But robot/car toys can’t be expected to sell themselves. So Hasbro is targeting a new generation’s pocket money with a rebooted series.

Picking up the alternate timeline set up by 2018’s spin-off Bumblebee, Steven Caple Jr’s Rise Of The Beasts suggests a quieter franchise could emerge.

The setting is a hip hop-infused 1994 Brooklyn, seven years after robotic alien refugees The Autobots arrived on earth and took on vehicular disguises.

But ex-soldier Noah (Anthony Ramos) has his own problems. Unable to land a job on civvy street, he’s turned to crime to pay for healthcare for his sick kid brother.

A plan to steal a Porsche goes awry when the German sports car transforms into wisecracking robot Mirage (Pete Davidson).

Soon, Noah meets the rest of the Autobots and head good robot Optimus Prime (Peter Cullen) tasks him with another heist. To get back to their home planet, they need “the Transwarp Key” – a space-time conduit that New York museum researcher Elena (Dominique Fishback) is studying.

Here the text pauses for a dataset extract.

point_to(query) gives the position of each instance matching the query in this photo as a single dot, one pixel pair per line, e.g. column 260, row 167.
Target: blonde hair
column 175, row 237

From here, the human drama disappears as the film turns into a series of chases, CGI battles and clunkily heroic speeches. Thankfully, there’s also a smattering of comedy with mildly risqué double entendres and knowing gags about the Autobots’ nonsensical human accents.

The new range of animal-based Transformers (Ron Perlman voices a metallic gorilla and Michelle Yeoh a robo-falcon) also make very little sense. But, while not quite a transformation, this new reboot offers a welcome change of pace from the bombast of Bay.